Wahyu membenarkan adanya tambang ilegal yang beroperasi di Desa Bukit Raya. Karena berada di areal konsesi PT BBE, gubernur akan menggali masalah tersebut. Pihaknya juga akan menyinggung proses pengamanan yang tergolong ketat di perusahaan itu. Bahkan pemerintah diperiksa dengan teliti. Padahal perusahaan tersebut beroperasi atas izin negara.
“Saya saja masuk di sana harus lewat sekuritinya dulu. Padahal itu yang dicuri aset negara loh. Negara hanya memberikan izin pada PT BBE untuk mengelola kekayaan dan dijual. Tetapi tolong dijaga wilayah kerjanya.
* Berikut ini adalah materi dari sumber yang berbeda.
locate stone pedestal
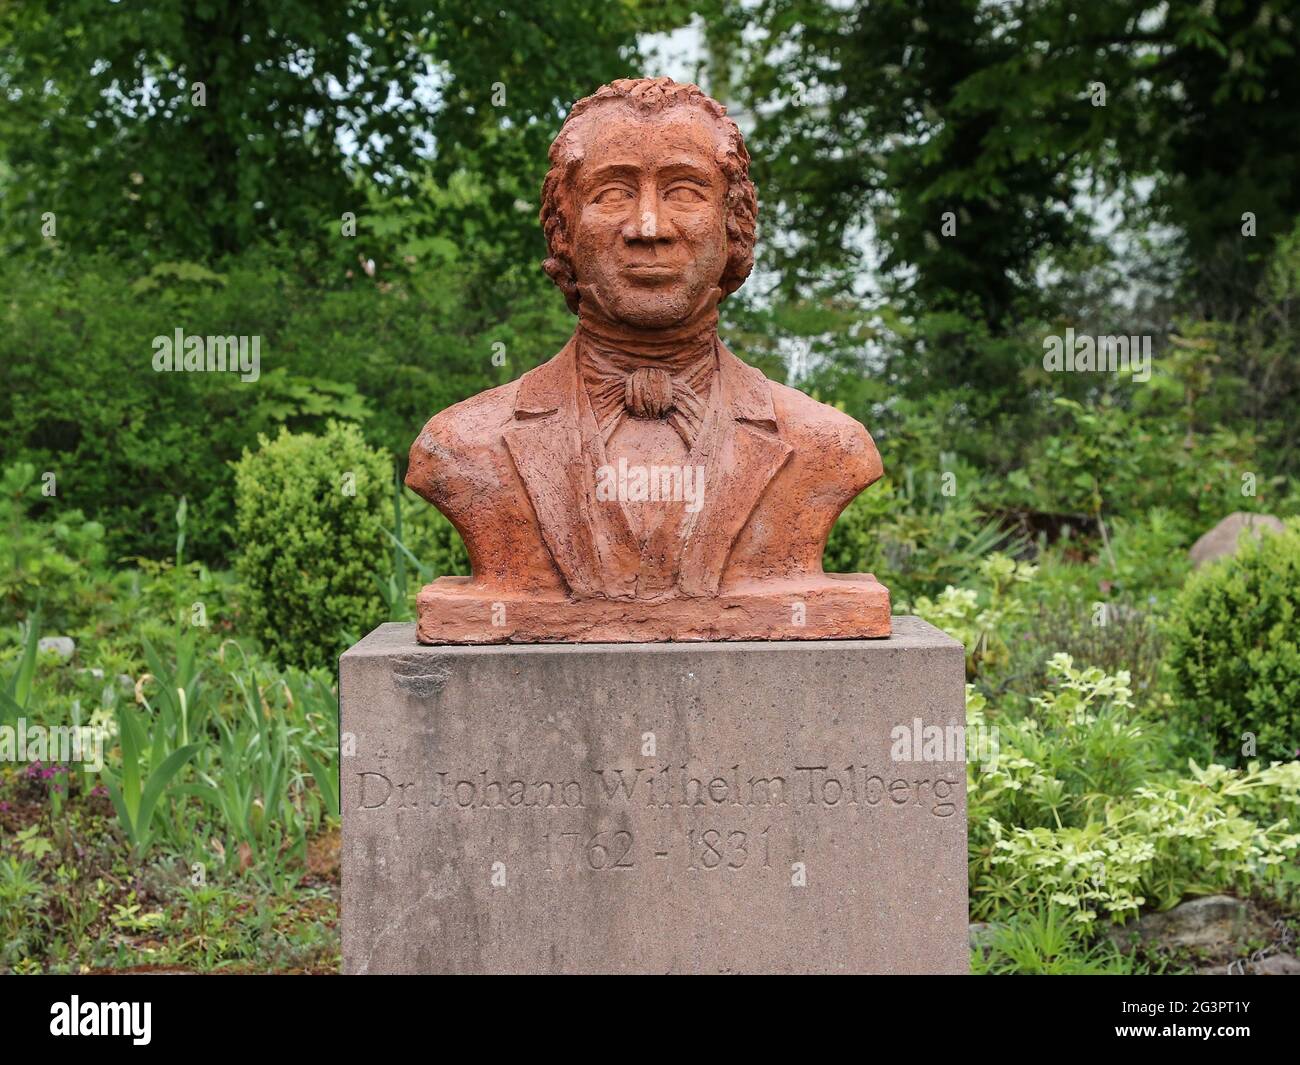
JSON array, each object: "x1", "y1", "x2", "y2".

Masa ada orang nambang, enggak tahu,” katanya.
Diketahui, kematian pelajar di lubang tambang itu telah menimbulkan beragam protes dari aktivis tambang, mahasiswa kehutanan, hingga akademisi. Pasalnya, dari catatan Jaringan Advokasi Tambang (Jatam) Kaltim, korban jiwa itu menambah daftar kematian di lubang eks tambang.
Sejak 2011 hingga akhir November 2018, sudah 31 orang meninggal di lubang tambang. Secara umum, kematian anak-anak dan pelajar itu terjadi di Kukar, Samarinda, dan Penajam Paser Utara.
Salah satu sebab merebaknya korban itu karena lubang tambang tak kunjung ditutup, tidak diawasi, dan tidak ada pengamanan ekstra. Sehingga warga setempat dengan mudah mengakses lubang tersebut.
Terkait hal ini, terdapat perbedaan pemahaman dalam penafsiran peraturan dan undang-undang. Sejumlah anggota dewan menyebut, perusahaan memiliki kewajiban menutup lubang tambang.
Pandangan berbeda dari Kepala Dinas ESDM Kaltim Wahyu Widhi Heranata. Dia berpendapat, perusahaan tidak berkewajiban menutup lubang tambang. Alasannya, tidak ada aturan yang mendasarinya. Hanya saja, korporasi diwajibkan melakukan reklamasi dan revegasi.
Pendapat pimpinan organisasi perangkat daerah tersebut menimbulkan banyak pertanyaan dari aktivis tambang. Salah satunya, setelah ditambang, siapa yang bertanggung jawab atas keberadaan lubang tersebut?
Pada titik tersebut, berdasarkan beragam komentar yang diterima Metro Samarinda, Dinas ESDM memiliki jawaban. Ribuan lubang tambang itu dapat dimanfaatkan untuk pengairan sawah. Dengan begitu, warga, perusahaan, dan pemerintah dapat membangun kerja sama untuk memfungsikan lubang tambang. (*/um)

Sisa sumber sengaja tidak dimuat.